Tak lama setelah kabar duka tersebut, dibagikan foto sakit kepala saat perawatan koleksi yang memperlihatkan efek anemia aplastik. Hal ini menimbulkan kekhawatiran masyarakat dan menuntut jawaban dari para ahli.
Salah satu pakar yang menjadi pembicara adalah Profesor Apt Zullies Ikawat, Fakultas Farmasi Universitas Gajah Mada. Menurut dia, kasus anemia aplastik akibat konsumsi obat jarang terjadi.

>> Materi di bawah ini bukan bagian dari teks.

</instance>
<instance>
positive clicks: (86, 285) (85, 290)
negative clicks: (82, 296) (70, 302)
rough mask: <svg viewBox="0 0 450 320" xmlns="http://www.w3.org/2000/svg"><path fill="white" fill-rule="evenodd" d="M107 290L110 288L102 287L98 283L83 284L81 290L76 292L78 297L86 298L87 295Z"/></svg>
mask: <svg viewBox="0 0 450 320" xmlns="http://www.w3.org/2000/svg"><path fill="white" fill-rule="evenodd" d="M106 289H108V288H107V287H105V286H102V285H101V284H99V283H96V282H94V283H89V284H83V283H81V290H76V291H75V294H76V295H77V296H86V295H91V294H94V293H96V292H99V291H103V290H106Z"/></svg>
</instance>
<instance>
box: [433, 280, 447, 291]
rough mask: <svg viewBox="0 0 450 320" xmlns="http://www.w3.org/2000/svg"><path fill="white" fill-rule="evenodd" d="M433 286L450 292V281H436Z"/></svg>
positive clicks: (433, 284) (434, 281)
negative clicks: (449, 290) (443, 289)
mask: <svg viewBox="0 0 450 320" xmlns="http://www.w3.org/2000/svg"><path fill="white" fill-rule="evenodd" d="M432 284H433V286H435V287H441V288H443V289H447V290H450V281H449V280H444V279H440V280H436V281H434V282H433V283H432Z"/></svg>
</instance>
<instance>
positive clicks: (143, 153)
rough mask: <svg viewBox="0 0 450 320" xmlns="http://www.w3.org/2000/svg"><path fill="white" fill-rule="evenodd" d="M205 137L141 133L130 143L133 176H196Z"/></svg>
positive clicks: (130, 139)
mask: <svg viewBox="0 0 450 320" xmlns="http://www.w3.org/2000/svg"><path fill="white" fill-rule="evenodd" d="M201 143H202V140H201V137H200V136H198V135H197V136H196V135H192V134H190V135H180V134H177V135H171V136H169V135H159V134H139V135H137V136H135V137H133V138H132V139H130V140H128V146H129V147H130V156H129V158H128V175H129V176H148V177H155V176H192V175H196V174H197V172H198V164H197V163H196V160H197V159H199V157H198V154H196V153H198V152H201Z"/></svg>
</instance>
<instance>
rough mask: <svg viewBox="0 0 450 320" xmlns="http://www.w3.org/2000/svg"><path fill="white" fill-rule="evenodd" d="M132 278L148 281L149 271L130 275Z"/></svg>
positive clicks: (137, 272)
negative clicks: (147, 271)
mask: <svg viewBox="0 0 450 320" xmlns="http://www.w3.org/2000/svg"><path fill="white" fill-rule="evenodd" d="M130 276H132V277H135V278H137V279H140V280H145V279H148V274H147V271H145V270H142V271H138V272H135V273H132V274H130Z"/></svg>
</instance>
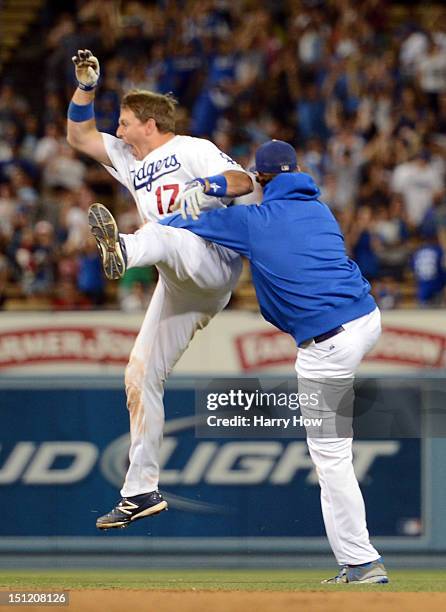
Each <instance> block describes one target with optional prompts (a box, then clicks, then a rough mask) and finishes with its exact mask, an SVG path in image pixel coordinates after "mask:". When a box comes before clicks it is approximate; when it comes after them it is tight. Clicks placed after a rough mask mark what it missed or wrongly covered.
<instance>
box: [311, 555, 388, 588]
mask: <svg viewBox="0 0 446 612" xmlns="http://www.w3.org/2000/svg"><path fill="white" fill-rule="evenodd" d="M388 582H389V577H388V576H387V572H386V568H385V567H384V563H383V560H382V557H379V559H376V561H370V563H362V564H361V565H343V566H342V567H341V570H340V572H339V574H338V575H337V576H333V578H327V579H326V580H322V581H321V584H346V583H349V584H350V583H351V584H387V583H388Z"/></svg>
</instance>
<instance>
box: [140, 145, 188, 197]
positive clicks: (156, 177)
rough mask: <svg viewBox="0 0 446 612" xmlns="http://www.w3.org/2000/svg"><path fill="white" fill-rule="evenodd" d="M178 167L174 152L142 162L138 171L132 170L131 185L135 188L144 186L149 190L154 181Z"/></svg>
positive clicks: (177, 167)
mask: <svg viewBox="0 0 446 612" xmlns="http://www.w3.org/2000/svg"><path fill="white" fill-rule="evenodd" d="M178 168H181V164H180V163H179V161H178V160H177V157H176V155H175V154H174V155H169V156H168V157H165V158H164V159H159V160H157V161H153V162H150V163H147V162H144V164H143V165H142V166H141V168H140V169H139V170H138V171H135V170H132V174H133V185H134V187H135V189H136V190H138V189H142V188H143V187H146V189H147V191H151V190H152V183H153V182H154V181H156V180H157V179H159V178H161V177H162V176H164V175H165V174H170V173H171V172H175V171H176V170H178Z"/></svg>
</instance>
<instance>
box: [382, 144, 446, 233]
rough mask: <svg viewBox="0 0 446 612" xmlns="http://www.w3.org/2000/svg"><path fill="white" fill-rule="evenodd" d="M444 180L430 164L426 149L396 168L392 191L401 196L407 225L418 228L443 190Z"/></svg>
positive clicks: (423, 150) (392, 186)
mask: <svg viewBox="0 0 446 612" xmlns="http://www.w3.org/2000/svg"><path fill="white" fill-rule="evenodd" d="M443 184H444V179H443V177H442V176H441V173H440V171H439V169H438V168H437V167H434V165H433V164H432V163H431V155H430V152H429V151H428V150H427V149H421V150H420V151H419V152H418V153H417V155H416V156H415V158H414V159H413V160H411V161H409V162H405V163H402V164H399V165H398V166H396V168H395V170H394V172H393V176H392V190H393V191H394V193H398V194H400V195H401V196H402V198H403V201H404V205H405V207H406V211H407V218H408V221H409V223H410V224H411V225H412V226H413V227H415V228H417V227H419V226H420V224H421V222H422V220H423V218H424V215H425V214H426V212H427V210H428V209H429V208H431V207H432V206H433V203H434V200H435V198H437V197H439V195H440V193H441V191H442V189H443Z"/></svg>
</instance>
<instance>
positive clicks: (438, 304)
mask: <svg viewBox="0 0 446 612" xmlns="http://www.w3.org/2000/svg"><path fill="white" fill-rule="evenodd" d="M443 259H444V253H443V250H442V249H441V247H440V246H439V245H438V243H437V241H436V240H435V239H426V240H424V241H421V243H420V246H419V247H418V248H417V249H416V250H415V251H414V253H413V254H412V269H413V273H414V276H415V280H416V284H417V297H418V302H419V304H420V305H421V306H438V305H440V304H441V298H442V292H443V289H444V286H445V268H444V263H443Z"/></svg>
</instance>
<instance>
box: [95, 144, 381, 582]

“Kejadian anemia aplastik yang memerlukan pengobatan jarang terjadi. Apalagi pengobatan dasar yang digunakan dalam waktu singkat,” kata Zullies dalam keterangan resmi yang diperoleh Health robbanipress.co.id pada Minggu, 23 April 2024.
Ia mengatakan, efek anemia aplastik hanya terjadi pada penggunaan dosis tinggi dalam jangka panjang dan tidak menyerang semua orang.
Meski jarang terjadi, Zullies tidak memungkiri banyak laporan banyak obat yang menyebabkan anemia aplastik.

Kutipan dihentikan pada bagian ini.